Bit of a pointless question; more out of curiosity than anything else.
Roaming in Southern California on a Tel$tra Australia SIM card; notice on
my phone at times the carrier is "Cingular"; othertimes "CINGULAR", and
once "'AT&T Wireless'" (note extra puntuation mark here, all of course
without the normal quotation marks).
Any reason for the difference in the names (ie caps, caps & lower case,
and one time AT&T)? Just curious!
Mike S. - 02 Nov 2006 00:31 GMT
>Bit of a pointless question; more out of curiosity than anything else.
>
[quoted text clipped - 5 lines]
>Any reason for the difference in the names (ie caps, caps & lower case,
>and one time AT&T)? Just curious!
I suppose it depends on the ID that the tower transmits, and whether your
phone or your SIM card has precedence in interpreting that number and
converting it to a text string - and which of those lookup lists is more
up to date. Apparently there are some towers that Cingular acquired in the
AT&T merger, but are still transmitting the AT&T code. If you had a
Cingular SIM card and branded phone, all you would ever see would be
"Cingular".
FWIW most of my unbranded phones display "Cingular Wireless".

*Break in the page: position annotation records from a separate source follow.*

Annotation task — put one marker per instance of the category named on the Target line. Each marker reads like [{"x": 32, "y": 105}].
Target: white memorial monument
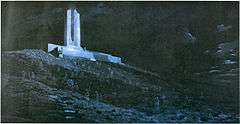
[{"x": 72, "y": 42}]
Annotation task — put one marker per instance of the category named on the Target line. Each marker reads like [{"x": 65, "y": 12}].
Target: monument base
[{"x": 80, "y": 52}]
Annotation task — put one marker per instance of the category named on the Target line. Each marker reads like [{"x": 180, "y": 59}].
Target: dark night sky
[{"x": 144, "y": 34}]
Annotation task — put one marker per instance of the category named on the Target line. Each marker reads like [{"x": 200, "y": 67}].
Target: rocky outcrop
[{"x": 38, "y": 87}]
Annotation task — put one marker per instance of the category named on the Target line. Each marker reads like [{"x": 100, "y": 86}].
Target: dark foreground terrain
[{"x": 38, "y": 87}]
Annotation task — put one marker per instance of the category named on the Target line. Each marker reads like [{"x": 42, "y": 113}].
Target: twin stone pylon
[
  {"x": 72, "y": 42},
  {"x": 72, "y": 34}
]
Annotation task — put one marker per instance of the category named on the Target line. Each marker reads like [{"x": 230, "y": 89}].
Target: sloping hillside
[{"x": 38, "y": 87}]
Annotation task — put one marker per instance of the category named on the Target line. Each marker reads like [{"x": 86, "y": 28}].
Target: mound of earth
[{"x": 38, "y": 87}]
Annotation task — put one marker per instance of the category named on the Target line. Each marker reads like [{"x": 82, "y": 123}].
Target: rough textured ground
[{"x": 38, "y": 87}]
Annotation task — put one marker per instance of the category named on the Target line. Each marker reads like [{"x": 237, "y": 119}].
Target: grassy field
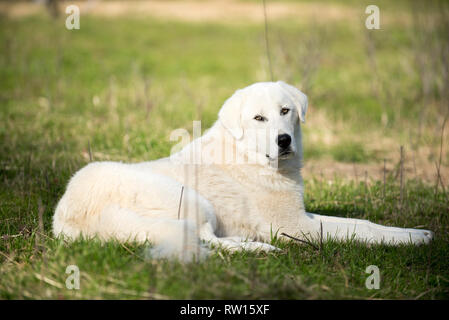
[{"x": 116, "y": 88}]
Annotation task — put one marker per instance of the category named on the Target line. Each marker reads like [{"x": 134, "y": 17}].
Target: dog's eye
[{"x": 284, "y": 111}]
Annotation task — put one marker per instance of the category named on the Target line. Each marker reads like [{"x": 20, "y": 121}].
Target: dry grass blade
[{"x": 300, "y": 240}]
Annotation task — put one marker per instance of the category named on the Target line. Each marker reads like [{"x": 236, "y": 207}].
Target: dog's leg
[
  {"x": 363, "y": 230},
  {"x": 207, "y": 234}
]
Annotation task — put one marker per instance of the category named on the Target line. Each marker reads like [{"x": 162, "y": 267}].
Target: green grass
[{"x": 122, "y": 85}]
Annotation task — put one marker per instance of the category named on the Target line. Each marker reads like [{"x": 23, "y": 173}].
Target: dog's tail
[{"x": 171, "y": 238}]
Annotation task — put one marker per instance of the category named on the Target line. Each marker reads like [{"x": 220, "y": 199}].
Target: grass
[{"x": 122, "y": 85}]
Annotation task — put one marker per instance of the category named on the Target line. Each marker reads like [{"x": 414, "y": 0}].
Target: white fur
[{"x": 226, "y": 203}]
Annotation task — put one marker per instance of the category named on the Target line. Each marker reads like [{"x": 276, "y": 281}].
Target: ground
[{"x": 116, "y": 88}]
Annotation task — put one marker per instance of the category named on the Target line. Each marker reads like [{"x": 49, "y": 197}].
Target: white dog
[{"x": 251, "y": 190}]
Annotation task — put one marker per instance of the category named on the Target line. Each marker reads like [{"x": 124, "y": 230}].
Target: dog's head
[{"x": 264, "y": 119}]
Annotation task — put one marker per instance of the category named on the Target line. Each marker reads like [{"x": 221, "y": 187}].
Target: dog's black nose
[{"x": 283, "y": 140}]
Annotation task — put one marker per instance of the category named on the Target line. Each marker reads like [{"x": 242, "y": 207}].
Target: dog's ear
[
  {"x": 230, "y": 114},
  {"x": 298, "y": 98}
]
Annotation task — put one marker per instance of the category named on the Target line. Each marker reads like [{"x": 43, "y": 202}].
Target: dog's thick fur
[{"x": 225, "y": 203}]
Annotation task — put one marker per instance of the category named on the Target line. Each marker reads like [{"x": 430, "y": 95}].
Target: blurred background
[{"x": 136, "y": 70}]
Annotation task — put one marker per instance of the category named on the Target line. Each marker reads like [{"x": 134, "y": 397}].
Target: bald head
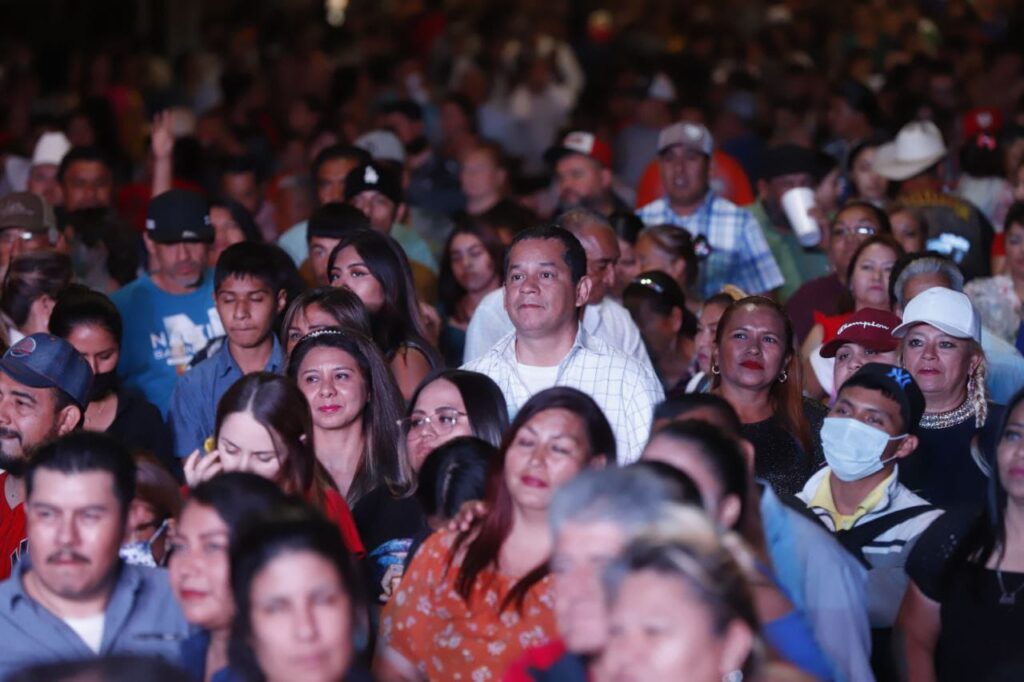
[{"x": 598, "y": 240}]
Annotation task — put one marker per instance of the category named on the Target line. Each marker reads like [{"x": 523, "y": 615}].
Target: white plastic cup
[{"x": 797, "y": 203}]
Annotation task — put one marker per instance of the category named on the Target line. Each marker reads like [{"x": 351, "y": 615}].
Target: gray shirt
[{"x": 142, "y": 619}]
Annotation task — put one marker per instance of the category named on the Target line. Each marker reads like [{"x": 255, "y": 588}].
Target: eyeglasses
[
  {"x": 861, "y": 229},
  {"x": 443, "y": 421}
]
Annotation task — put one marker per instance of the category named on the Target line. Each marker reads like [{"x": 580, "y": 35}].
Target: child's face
[{"x": 247, "y": 307}]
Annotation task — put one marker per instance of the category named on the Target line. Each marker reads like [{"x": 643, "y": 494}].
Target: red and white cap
[{"x": 580, "y": 141}]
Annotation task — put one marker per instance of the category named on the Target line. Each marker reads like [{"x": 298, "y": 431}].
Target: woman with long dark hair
[
  {"x": 755, "y": 367},
  {"x": 289, "y": 568},
  {"x": 90, "y": 322},
  {"x": 320, "y": 308},
  {"x": 450, "y": 403},
  {"x": 496, "y": 587},
  {"x": 376, "y": 268},
  {"x": 199, "y": 569},
  {"x": 960, "y": 614},
  {"x": 263, "y": 426},
  {"x": 471, "y": 268}
]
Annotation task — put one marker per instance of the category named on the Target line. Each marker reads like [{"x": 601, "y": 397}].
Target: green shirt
[{"x": 797, "y": 263}]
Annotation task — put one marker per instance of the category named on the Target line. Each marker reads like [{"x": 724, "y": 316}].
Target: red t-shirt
[{"x": 12, "y": 537}]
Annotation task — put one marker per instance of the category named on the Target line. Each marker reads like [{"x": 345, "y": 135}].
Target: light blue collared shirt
[
  {"x": 194, "y": 403},
  {"x": 141, "y": 619}
]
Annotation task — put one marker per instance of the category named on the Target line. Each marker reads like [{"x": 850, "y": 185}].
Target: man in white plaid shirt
[
  {"x": 738, "y": 253},
  {"x": 546, "y": 285}
]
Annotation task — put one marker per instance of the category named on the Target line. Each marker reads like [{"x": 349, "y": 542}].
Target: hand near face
[{"x": 199, "y": 467}]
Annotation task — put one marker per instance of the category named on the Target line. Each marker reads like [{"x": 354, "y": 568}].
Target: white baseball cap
[
  {"x": 918, "y": 146},
  {"x": 50, "y": 148},
  {"x": 945, "y": 309}
]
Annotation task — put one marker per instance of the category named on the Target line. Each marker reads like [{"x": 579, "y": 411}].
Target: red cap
[
  {"x": 869, "y": 328},
  {"x": 981, "y": 121},
  {"x": 583, "y": 142}
]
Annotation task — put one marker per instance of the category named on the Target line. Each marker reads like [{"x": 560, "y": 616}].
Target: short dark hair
[
  {"x": 573, "y": 255},
  {"x": 677, "y": 405},
  {"x": 81, "y": 452},
  {"x": 248, "y": 259},
  {"x": 31, "y": 275},
  {"x": 453, "y": 474},
  {"x": 336, "y": 152},
  {"x": 76, "y": 154},
  {"x": 335, "y": 221},
  {"x": 237, "y": 496},
  {"x": 78, "y": 305},
  {"x": 265, "y": 538}
]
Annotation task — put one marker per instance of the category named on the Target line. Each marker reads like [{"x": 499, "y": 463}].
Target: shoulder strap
[{"x": 855, "y": 539}]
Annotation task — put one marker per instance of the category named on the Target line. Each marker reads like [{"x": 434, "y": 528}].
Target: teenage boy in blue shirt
[{"x": 248, "y": 301}]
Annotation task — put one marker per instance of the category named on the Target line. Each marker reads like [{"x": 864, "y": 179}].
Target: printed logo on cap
[
  {"x": 24, "y": 348},
  {"x": 900, "y": 376},
  {"x": 580, "y": 141},
  {"x": 16, "y": 208}
]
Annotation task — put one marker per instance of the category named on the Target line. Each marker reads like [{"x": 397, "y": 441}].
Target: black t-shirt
[
  {"x": 778, "y": 458},
  {"x": 942, "y": 469},
  {"x": 139, "y": 426},
  {"x": 980, "y": 638},
  {"x": 388, "y": 526}
]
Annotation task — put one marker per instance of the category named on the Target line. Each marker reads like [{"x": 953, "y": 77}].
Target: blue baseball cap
[{"x": 44, "y": 360}]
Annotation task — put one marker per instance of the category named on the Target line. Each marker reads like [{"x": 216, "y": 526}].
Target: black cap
[
  {"x": 896, "y": 382},
  {"x": 178, "y": 215},
  {"x": 374, "y": 177},
  {"x": 44, "y": 360},
  {"x": 788, "y": 159}
]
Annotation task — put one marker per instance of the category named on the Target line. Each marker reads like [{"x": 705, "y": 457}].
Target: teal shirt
[{"x": 797, "y": 263}]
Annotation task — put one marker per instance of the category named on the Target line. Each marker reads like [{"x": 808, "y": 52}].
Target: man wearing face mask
[
  {"x": 858, "y": 496},
  {"x": 44, "y": 386}
]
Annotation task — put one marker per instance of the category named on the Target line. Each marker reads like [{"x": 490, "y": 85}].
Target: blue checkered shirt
[
  {"x": 626, "y": 390},
  {"x": 739, "y": 254}
]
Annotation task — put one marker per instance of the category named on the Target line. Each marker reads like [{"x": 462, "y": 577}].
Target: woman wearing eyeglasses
[{"x": 354, "y": 403}]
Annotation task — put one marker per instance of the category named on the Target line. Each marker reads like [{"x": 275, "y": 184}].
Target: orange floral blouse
[{"x": 430, "y": 626}]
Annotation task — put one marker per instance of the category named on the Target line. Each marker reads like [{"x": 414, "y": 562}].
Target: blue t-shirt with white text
[{"x": 162, "y": 332}]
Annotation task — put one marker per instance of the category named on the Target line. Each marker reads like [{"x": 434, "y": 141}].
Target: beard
[{"x": 13, "y": 464}]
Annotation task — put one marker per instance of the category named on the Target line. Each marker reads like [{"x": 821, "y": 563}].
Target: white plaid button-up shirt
[
  {"x": 739, "y": 253},
  {"x": 624, "y": 388}
]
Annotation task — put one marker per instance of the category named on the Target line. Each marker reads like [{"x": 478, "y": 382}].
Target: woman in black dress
[
  {"x": 756, "y": 369},
  {"x": 964, "y": 611}
]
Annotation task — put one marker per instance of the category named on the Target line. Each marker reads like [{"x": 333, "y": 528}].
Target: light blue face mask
[
  {"x": 139, "y": 552},
  {"x": 853, "y": 450}
]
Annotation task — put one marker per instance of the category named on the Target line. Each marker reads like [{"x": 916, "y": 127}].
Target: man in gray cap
[
  {"x": 737, "y": 252},
  {"x": 27, "y": 224},
  {"x": 44, "y": 387},
  {"x": 169, "y": 313},
  {"x": 783, "y": 168}
]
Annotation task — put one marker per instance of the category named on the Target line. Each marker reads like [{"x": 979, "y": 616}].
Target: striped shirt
[
  {"x": 625, "y": 389},
  {"x": 739, "y": 253}
]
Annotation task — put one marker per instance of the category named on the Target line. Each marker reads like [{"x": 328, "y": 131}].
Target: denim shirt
[
  {"x": 194, "y": 403},
  {"x": 141, "y": 619}
]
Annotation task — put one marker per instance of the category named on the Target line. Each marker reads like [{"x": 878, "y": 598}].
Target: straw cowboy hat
[{"x": 918, "y": 146}]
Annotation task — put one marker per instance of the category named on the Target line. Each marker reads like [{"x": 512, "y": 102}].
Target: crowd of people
[{"x": 657, "y": 341}]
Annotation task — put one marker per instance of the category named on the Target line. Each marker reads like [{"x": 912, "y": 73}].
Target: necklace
[
  {"x": 1007, "y": 598},
  {"x": 943, "y": 420}
]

matt weber - 03 Nov 2006 04:44 GMT
>Bit of a pointless question; more out of curiosity than anything else.
>
[quoted text clipped - 5 lines]
>Any reason for the difference in the names (ie caps, caps & lower case,
>and one time AT&T)? Just curious!
The phone does a table look up in the ROM of the phone to determine
what carrier name to display.
The ROM in the phone usually determines what is displayed as the
carrier. Your phone picked the carrier that is identified in the ROM
as AT&T, however if you were to buy a telephone today, that ID would
be in the ROM as Cingular. Some old GSM phones will ID GSM service in
New Zealand as Bell South, because Bell South was the operator at the
time the phone was built. The actual carrier for the past decade or so
has been Vodaphone, who bought Bell South GSM operation in New
Zealand.
James Pole - 06 Nov 2006 04:47 GMT
> The ROM in the phone usually determines what is displayed as the
> carrier. Your phone picked the carrier that is identified in the ROM
[quoted text clipped - 4 lines]
> has been Vodaphone, who bought Bell South GSM operation in New
> Zealand.
The spelling is Vodafone, not Vodaphone. Otherwise yes that's correct.